But thanks be to God! there is some counteracting influence to this feeling, and that it is on the advance. The night has been long and dark,—already the horizon brightens; the day of freedom dawns.
Go on, then, my friend; I say, go on! in the good cause thou hast espoused. Labor, and faint not. “Whatsoever thy hand findeth to do, do it with all thy might.” My kind regards to Frederick Douglass; may he, and all others also, be strengthened and encouraged to labor in the great work of human freedom; that so, by gradual increase, like the mighty surge, they may become strong enough to overpower and drown the oppressor, and be enabled to devise and execute measures of mercy and justice, which may avert the judgments of the Almighty from their guilty land. For surely some signal display of Divine displeasure must await America, unless she repent, and undo the heavy burdens of her THREE MILLION SLAVES.

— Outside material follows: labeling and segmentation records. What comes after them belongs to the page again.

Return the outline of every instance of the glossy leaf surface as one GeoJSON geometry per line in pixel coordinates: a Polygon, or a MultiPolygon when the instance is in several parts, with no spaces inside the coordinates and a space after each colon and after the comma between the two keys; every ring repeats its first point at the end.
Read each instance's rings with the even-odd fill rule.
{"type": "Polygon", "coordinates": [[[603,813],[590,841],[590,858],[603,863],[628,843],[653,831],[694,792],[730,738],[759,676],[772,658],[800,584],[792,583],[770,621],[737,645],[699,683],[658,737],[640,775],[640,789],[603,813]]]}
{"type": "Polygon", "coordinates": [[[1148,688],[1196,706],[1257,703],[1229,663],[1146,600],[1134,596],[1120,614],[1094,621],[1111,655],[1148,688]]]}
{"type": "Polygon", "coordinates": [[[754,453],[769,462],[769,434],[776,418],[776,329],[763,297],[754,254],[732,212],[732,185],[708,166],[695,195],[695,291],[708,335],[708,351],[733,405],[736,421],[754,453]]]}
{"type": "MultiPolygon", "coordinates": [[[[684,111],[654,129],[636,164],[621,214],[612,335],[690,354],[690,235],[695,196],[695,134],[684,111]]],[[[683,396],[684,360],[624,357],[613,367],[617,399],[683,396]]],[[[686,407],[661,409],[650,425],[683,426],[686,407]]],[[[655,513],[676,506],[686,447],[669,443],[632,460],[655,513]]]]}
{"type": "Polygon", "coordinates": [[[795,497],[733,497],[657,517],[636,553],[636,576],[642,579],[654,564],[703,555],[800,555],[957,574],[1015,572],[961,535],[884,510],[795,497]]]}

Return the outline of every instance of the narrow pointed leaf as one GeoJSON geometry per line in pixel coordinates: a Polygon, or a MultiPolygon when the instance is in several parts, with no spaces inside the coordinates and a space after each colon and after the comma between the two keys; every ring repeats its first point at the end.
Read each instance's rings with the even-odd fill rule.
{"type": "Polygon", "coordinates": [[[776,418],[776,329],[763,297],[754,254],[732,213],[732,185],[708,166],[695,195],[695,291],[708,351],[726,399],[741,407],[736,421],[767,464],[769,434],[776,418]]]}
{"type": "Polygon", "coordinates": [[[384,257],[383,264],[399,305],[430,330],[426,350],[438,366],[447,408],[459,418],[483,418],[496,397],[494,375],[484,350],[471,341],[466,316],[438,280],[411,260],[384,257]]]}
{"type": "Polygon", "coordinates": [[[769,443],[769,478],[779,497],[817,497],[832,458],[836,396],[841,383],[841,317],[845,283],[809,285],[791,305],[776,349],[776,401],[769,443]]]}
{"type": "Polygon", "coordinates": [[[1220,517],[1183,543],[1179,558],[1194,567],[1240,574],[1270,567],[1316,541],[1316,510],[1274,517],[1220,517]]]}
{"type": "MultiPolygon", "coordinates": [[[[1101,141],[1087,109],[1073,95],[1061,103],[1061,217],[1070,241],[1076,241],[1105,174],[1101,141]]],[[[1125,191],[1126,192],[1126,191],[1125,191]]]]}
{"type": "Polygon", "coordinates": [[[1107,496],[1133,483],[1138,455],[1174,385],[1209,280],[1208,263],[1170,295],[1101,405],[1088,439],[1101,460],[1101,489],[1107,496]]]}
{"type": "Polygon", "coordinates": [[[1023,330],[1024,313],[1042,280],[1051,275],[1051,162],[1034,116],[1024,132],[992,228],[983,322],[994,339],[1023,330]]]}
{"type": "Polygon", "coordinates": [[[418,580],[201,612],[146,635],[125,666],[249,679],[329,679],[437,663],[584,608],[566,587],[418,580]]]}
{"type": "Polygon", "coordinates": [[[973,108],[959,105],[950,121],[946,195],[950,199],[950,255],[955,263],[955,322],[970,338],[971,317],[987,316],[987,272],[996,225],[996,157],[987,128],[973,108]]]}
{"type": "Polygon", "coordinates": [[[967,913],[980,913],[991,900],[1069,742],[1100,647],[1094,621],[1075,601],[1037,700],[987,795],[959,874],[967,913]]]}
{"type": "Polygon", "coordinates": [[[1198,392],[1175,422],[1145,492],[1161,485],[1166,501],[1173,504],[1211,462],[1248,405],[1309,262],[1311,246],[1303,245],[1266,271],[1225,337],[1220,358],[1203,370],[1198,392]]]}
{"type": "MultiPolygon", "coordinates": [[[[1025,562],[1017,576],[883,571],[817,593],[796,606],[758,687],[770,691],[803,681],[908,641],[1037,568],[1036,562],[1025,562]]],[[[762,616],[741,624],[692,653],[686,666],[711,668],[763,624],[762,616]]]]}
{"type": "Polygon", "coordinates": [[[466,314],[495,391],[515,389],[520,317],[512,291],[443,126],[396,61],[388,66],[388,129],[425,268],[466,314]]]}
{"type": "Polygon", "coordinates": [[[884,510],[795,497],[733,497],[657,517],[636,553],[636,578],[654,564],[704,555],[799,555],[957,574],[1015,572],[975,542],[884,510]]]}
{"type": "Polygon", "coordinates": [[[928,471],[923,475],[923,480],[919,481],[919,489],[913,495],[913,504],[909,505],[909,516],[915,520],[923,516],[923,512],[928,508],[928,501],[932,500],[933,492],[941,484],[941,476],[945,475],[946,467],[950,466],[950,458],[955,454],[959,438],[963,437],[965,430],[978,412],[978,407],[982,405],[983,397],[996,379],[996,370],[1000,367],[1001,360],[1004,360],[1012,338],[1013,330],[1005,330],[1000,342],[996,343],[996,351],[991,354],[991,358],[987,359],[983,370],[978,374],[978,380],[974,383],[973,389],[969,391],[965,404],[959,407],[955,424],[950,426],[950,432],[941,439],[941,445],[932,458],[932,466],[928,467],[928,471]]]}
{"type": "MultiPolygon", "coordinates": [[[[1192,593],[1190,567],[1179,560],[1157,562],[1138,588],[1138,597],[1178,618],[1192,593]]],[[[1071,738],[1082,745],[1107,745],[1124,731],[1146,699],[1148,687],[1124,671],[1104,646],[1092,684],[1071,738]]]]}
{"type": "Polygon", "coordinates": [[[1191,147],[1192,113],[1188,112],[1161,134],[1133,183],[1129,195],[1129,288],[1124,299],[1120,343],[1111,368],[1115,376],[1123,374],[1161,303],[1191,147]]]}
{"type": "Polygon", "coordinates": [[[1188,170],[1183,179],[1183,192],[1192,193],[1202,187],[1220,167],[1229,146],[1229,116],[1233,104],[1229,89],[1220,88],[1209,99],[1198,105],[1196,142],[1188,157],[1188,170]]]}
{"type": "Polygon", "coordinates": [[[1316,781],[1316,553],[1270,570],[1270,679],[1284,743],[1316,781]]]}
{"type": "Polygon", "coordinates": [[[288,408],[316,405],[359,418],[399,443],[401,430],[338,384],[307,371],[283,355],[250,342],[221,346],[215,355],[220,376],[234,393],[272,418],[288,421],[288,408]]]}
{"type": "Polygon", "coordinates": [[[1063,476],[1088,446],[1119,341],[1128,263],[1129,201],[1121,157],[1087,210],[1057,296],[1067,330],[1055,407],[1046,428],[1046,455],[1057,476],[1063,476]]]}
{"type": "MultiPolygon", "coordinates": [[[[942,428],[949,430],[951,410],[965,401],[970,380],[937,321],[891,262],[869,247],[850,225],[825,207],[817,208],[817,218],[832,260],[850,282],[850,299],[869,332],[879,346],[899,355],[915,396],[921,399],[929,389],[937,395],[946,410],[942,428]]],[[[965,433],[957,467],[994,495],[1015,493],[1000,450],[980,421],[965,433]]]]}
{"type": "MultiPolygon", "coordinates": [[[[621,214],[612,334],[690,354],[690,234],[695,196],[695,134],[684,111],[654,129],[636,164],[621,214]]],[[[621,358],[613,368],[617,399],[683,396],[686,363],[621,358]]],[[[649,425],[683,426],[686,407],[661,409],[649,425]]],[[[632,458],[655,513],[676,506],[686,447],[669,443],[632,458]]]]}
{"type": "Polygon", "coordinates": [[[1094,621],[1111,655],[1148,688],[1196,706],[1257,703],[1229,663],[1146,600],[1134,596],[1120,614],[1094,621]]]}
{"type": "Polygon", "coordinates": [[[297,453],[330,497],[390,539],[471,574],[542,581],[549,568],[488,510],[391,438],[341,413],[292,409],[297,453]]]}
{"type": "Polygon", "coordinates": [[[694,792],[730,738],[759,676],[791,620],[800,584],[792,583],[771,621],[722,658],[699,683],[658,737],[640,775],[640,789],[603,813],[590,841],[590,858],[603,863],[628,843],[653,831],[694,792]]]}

Are not the signs of the times calculated to remind us forcibly of this language of Isaiah, “Behold, the Lord cometh out of his place to punish the inhabitants of the earth for their iniquity; the earth also shall disclose her blood, and no more cover her slain.” Do we not hear already
“——the wheels of an avenging God,
Groan heavily along the distant road?”
Assuredly, he comes to judge the earth. “Who shall abide the day of his coming; who shall stand when he appeareth?”